Moving costs to the cost causers was part of the justification for the deregulation of part of telephone industry. Maybe you opposed that, also.
Or choose a competing insurance agency that spreads costs in a more favorable way. Or save up the money and start your own insurance company that will beat the competition.
It's sad that a lot of people seem to think they have a "right" to low cost private insurance, a right which they think justifies all manner of onerous government intrusion.
Gubmint is a necessary evil to provide us, the citizens, with stuff that we couldn't fund on our own. For example, we can't all individually protect ourselves from a large foreign army who wants to bomb or invade us and take OUR STUFF. Therefore, we have a national military to PROTECT OUR STUFF.
We all pitch in to pay for it. Once you start to introduce crap that Gubmint has no business being in like private health and making it a legitimate state function, than this is the result you get.
Perhaps, but it might be a Pyrrhic victory. The "reasonable" taxes used to simply recover costs are the first steps toward later imposing prohibitive taxes, and generally trying to mold people's behavior through government force. It's just like with gun control.
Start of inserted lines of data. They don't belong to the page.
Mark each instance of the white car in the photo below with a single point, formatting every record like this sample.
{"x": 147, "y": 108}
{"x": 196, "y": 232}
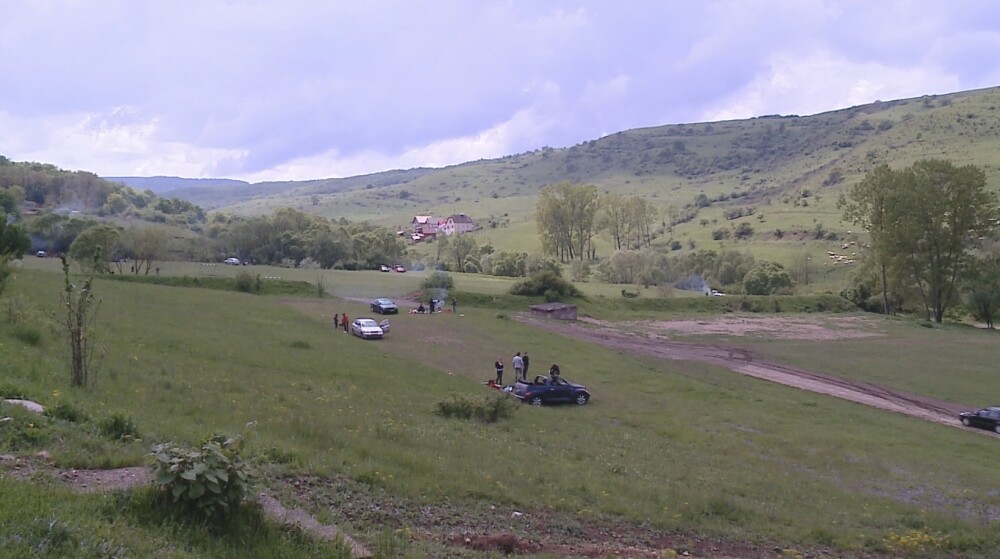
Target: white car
{"x": 366, "y": 328}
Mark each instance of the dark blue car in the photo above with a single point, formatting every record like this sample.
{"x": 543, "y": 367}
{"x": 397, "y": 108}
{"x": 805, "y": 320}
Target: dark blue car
{"x": 986, "y": 418}
{"x": 544, "y": 390}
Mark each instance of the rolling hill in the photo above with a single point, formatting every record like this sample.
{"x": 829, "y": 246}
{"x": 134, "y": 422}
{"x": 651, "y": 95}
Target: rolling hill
{"x": 770, "y": 160}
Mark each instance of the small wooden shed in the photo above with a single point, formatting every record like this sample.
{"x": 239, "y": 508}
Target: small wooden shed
{"x": 558, "y": 311}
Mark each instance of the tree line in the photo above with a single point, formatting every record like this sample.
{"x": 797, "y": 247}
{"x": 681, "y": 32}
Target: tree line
{"x": 931, "y": 238}
{"x": 569, "y": 215}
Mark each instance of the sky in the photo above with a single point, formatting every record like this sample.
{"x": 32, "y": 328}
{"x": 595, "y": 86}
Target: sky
{"x": 310, "y": 89}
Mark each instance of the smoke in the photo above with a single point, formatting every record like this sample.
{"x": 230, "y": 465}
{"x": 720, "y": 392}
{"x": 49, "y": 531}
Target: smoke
{"x": 693, "y": 283}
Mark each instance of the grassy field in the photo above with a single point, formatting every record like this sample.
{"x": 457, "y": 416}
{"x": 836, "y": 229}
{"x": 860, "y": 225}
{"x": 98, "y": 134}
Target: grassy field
{"x": 683, "y": 447}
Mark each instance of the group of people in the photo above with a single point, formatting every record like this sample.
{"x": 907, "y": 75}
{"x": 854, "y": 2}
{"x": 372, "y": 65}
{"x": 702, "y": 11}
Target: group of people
{"x": 434, "y": 305}
{"x": 341, "y": 320}
{"x": 520, "y": 363}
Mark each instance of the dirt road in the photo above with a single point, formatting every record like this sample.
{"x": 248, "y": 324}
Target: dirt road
{"x": 745, "y": 362}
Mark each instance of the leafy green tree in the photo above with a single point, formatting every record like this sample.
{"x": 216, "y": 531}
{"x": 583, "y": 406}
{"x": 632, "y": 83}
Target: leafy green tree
{"x": 566, "y": 216}
{"x": 743, "y": 230}
{"x": 8, "y": 203}
{"x": 766, "y": 278}
{"x": 14, "y": 242}
{"x": 97, "y": 245}
{"x": 942, "y": 212}
{"x": 982, "y": 296}
{"x": 615, "y": 218}
{"x": 144, "y": 245}
{"x": 870, "y": 204}
{"x": 462, "y": 248}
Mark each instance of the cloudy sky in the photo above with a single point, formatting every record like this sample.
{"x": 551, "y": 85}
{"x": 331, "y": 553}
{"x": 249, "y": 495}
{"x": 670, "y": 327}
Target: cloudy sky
{"x": 302, "y": 89}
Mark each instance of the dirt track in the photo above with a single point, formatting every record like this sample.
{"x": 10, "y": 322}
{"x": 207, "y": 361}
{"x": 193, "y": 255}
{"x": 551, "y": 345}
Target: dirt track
{"x": 745, "y": 362}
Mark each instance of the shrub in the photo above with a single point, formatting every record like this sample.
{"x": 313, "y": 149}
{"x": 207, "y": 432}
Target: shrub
{"x": 766, "y": 278}
{"x": 119, "y": 427}
{"x": 66, "y": 412}
{"x": 720, "y": 234}
{"x": 547, "y": 284}
{"x": 28, "y": 334}
{"x": 246, "y": 283}
{"x": 488, "y": 410}
{"x": 209, "y": 481}
{"x": 438, "y": 280}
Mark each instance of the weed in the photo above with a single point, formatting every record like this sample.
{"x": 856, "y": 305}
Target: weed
{"x": 245, "y": 282}
{"x": 66, "y": 412}
{"x": 30, "y": 335}
{"x": 119, "y": 427}
{"x": 209, "y": 481}
{"x": 488, "y": 410}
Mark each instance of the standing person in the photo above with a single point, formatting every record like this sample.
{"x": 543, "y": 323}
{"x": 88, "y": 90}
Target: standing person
{"x": 499, "y": 368}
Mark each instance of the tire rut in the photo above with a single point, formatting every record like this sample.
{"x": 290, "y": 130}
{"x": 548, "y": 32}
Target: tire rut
{"x": 745, "y": 362}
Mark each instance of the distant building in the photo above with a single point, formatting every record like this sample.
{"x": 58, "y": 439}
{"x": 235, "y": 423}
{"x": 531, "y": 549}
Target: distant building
{"x": 458, "y": 223}
{"x": 424, "y": 225}
{"x": 558, "y": 311}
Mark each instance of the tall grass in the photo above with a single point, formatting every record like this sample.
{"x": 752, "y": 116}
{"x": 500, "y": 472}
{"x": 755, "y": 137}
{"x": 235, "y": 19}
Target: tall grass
{"x": 673, "y": 445}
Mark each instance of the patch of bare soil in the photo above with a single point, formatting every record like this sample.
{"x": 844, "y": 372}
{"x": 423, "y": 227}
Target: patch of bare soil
{"x": 825, "y": 328}
{"x": 648, "y": 341}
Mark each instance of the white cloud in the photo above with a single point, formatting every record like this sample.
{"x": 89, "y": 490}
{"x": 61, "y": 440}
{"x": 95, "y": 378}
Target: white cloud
{"x": 501, "y": 140}
{"x": 810, "y": 83}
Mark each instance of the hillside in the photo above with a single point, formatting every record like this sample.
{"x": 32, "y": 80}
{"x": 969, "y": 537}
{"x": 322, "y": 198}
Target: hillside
{"x": 767, "y": 158}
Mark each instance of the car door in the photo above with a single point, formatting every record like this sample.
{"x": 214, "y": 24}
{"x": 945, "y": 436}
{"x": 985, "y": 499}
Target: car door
{"x": 983, "y": 420}
{"x": 560, "y": 390}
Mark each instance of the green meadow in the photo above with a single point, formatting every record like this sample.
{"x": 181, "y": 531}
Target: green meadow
{"x": 679, "y": 447}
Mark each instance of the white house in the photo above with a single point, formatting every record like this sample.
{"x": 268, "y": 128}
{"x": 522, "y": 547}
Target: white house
{"x": 424, "y": 225}
{"x": 458, "y": 223}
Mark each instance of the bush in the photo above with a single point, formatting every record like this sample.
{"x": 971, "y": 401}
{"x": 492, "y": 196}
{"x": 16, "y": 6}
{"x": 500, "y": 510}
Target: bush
{"x": 28, "y": 334}
{"x": 488, "y": 410}
{"x": 246, "y": 282}
{"x": 209, "y": 481}
{"x": 66, "y": 412}
{"x": 118, "y": 427}
{"x": 438, "y": 280}
{"x": 546, "y": 284}
{"x": 766, "y": 278}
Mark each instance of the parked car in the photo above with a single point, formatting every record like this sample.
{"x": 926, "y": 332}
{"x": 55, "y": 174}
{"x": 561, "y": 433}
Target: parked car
{"x": 384, "y": 306}
{"x": 986, "y": 418}
{"x": 544, "y": 390}
{"x": 366, "y": 328}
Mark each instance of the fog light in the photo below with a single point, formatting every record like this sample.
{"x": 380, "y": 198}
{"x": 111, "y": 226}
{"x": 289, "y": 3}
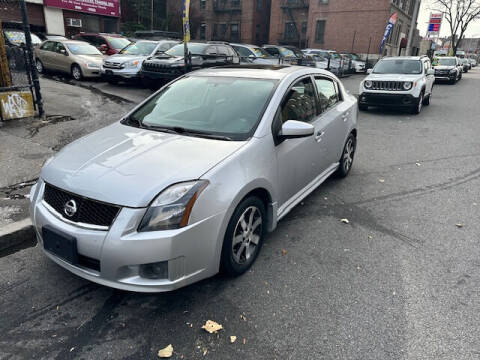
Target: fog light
{"x": 154, "y": 270}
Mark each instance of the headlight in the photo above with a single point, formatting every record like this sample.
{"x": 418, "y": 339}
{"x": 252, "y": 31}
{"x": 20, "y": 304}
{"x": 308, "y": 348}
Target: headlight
{"x": 93, "y": 66}
{"x": 171, "y": 209}
{"x": 131, "y": 64}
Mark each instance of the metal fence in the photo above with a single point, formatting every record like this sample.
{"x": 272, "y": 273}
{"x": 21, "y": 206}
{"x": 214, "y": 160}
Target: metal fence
{"x": 17, "y": 67}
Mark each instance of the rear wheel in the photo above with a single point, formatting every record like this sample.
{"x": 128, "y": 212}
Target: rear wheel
{"x": 348, "y": 155}
{"x": 244, "y": 236}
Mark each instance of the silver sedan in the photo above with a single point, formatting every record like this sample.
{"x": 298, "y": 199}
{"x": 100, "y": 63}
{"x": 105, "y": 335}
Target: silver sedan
{"x": 191, "y": 180}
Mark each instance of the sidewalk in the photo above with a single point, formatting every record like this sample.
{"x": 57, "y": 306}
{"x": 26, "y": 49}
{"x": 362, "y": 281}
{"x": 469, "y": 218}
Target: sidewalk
{"x": 72, "y": 112}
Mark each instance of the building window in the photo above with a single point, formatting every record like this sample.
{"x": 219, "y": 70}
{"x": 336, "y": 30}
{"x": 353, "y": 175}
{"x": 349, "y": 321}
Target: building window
{"x": 234, "y": 32}
{"x": 304, "y": 27}
{"x": 320, "y": 31}
{"x": 290, "y": 31}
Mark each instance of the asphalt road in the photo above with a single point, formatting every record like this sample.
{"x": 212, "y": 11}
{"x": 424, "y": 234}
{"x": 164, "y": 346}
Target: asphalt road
{"x": 400, "y": 281}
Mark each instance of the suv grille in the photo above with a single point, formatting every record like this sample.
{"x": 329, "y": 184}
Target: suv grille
{"x": 89, "y": 212}
{"x": 387, "y": 85}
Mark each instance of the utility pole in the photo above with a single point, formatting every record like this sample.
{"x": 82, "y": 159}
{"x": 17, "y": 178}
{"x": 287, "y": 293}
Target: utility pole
{"x": 151, "y": 16}
{"x": 413, "y": 27}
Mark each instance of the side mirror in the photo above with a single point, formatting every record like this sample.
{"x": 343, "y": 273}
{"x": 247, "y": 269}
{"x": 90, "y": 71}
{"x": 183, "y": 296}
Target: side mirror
{"x": 293, "y": 129}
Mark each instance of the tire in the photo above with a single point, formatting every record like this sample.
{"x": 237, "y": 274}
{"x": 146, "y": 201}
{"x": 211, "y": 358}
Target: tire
{"x": 76, "y": 72}
{"x": 348, "y": 156}
{"x": 417, "y": 108}
{"x": 39, "y": 66}
{"x": 241, "y": 235}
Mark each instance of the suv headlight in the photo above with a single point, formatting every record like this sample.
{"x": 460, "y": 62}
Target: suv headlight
{"x": 172, "y": 207}
{"x": 131, "y": 64}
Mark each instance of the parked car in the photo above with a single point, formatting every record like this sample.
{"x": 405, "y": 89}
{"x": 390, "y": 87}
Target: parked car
{"x": 358, "y": 65}
{"x": 77, "y": 58}
{"x": 285, "y": 55}
{"x": 126, "y": 65}
{"x": 15, "y": 47}
{"x": 51, "y": 37}
{"x": 405, "y": 82}
{"x": 254, "y": 55}
{"x": 108, "y": 44}
{"x": 466, "y": 64}
{"x": 193, "y": 178}
{"x": 171, "y": 64}
{"x": 448, "y": 68}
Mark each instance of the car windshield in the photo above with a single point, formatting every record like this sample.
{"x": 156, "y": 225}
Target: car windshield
{"x": 178, "y": 50}
{"x": 286, "y": 52}
{"x": 83, "y": 49}
{"x": 143, "y": 48}
{"x": 197, "y": 105}
{"x": 118, "y": 43}
{"x": 18, "y": 37}
{"x": 446, "y": 62}
{"x": 398, "y": 67}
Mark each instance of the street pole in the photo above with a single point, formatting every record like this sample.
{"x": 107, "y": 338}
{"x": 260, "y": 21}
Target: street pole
{"x": 31, "y": 63}
{"x": 413, "y": 27}
{"x": 151, "y": 17}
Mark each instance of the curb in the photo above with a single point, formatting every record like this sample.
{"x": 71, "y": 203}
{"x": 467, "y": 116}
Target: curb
{"x": 15, "y": 234}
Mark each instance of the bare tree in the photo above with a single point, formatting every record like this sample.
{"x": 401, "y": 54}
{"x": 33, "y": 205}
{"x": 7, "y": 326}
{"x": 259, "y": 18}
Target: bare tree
{"x": 459, "y": 15}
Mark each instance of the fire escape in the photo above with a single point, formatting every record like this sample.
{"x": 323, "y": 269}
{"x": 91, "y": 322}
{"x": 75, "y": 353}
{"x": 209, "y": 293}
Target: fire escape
{"x": 229, "y": 12}
{"x": 294, "y": 34}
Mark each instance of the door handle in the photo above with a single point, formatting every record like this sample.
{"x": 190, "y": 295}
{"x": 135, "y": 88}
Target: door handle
{"x": 319, "y": 135}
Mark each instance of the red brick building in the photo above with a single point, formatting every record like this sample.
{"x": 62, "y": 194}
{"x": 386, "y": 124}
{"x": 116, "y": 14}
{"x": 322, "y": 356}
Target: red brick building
{"x": 342, "y": 25}
{"x": 246, "y": 21}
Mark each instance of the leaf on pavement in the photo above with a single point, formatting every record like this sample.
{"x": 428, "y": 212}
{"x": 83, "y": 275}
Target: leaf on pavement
{"x": 166, "y": 352}
{"x": 212, "y": 327}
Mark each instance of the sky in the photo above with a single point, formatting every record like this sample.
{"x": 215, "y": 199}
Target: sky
{"x": 427, "y": 7}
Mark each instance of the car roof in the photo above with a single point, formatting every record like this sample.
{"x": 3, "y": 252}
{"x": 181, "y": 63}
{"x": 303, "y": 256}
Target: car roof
{"x": 269, "y": 72}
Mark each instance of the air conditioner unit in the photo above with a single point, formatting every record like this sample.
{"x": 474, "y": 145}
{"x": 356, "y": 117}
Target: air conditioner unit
{"x": 74, "y": 22}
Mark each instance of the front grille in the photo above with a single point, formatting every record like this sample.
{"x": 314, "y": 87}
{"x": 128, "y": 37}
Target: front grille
{"x": 387, "y": 85}
{"x": 89, "y": 211}
{"x": 112, "y": 65}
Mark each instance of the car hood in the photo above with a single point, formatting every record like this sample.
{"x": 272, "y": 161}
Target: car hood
{"x": 91, "y": 58}
{"x": 129, "y": 166}
{"x": 122, "y": 58}
{"x": 444, "y": 67}
{"x": 393, "y": 77}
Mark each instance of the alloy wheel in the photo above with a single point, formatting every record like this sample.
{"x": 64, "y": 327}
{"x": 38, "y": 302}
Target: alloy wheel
{"x": 246, "y": 236}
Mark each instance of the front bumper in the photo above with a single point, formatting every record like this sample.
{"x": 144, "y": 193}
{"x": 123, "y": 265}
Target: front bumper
{"x": 121, "y": 74}
{"x": 189, "y": 253}
{"x": 386, "y": 99}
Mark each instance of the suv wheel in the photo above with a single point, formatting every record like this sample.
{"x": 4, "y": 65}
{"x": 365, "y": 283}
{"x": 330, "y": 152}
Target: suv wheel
{"x": 244, "y": 236}
{"x": 417, "y": 108}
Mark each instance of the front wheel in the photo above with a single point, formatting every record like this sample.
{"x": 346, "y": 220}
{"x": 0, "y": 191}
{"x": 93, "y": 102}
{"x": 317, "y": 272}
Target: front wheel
{"x": 244, "y": 236}
{"x": 348, "y": 155}
{"x": 76, "y": 72}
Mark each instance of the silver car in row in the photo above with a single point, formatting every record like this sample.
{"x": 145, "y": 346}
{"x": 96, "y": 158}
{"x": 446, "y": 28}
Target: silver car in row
{"x": 192, "y": 179}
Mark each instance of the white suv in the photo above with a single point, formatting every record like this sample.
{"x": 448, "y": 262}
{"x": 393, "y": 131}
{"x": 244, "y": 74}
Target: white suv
{"x": 404, "y": 82}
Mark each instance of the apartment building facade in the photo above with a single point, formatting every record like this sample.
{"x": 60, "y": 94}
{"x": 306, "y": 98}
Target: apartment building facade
{"x": 343, "y": 25}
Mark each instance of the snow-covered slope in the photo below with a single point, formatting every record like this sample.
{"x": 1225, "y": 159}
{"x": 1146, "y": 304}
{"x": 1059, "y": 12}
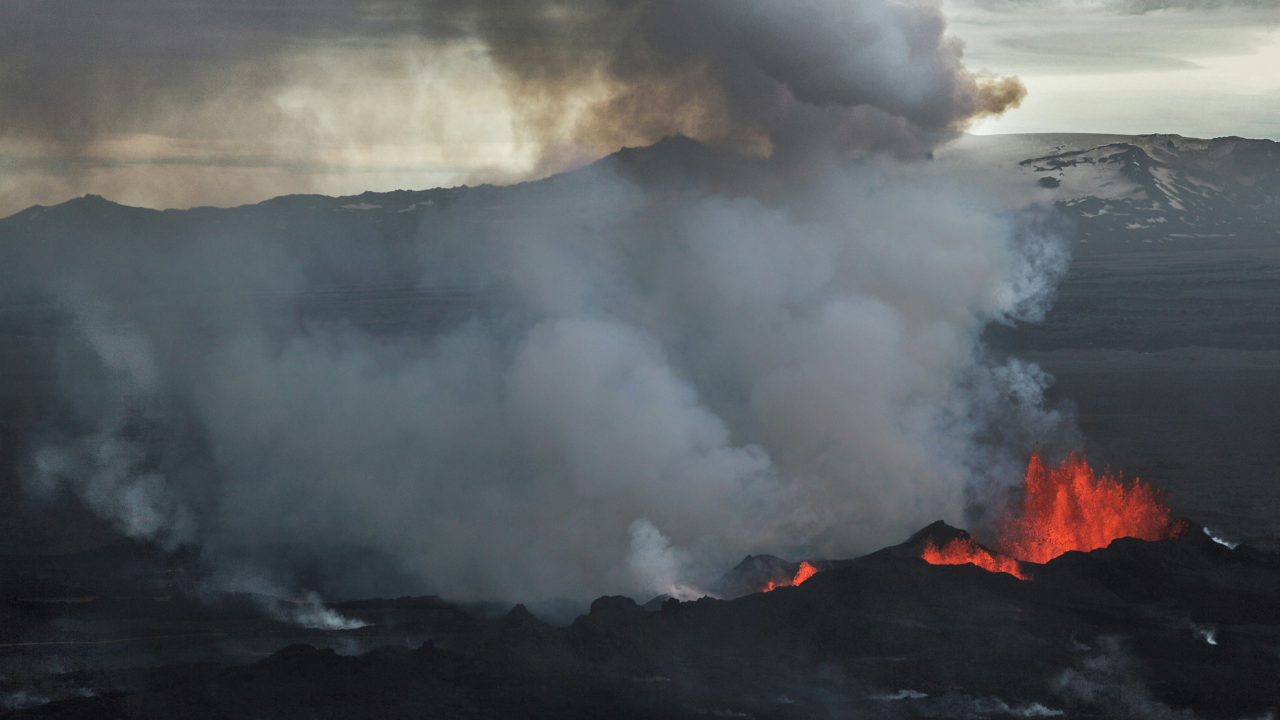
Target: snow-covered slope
{"x": 1125, "y": 192}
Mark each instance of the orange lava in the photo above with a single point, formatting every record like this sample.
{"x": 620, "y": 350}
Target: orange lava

The gun grabbers aren't going to come out and call for a total ban on all weapons...they'll start with seemingly "reasonable" regulations like minimal waiting periods and ammo taxes.
The money we "save" in the short term with these taxes could come at the expense of our liberty in the long term.
Yep. Government intrusion always begets more government intrusion.
Libs think that wasted money could be better spent on handouts to those at home whether they work or not. If we are invaded and killed by a foreign enemy, screw it. We deserve it.
Our legislators in Washington state tried twice without success (yet) to implement a tax for collecting rain water in a barrel. They said the rain that falls from the sky belongs to them. I am not kidding.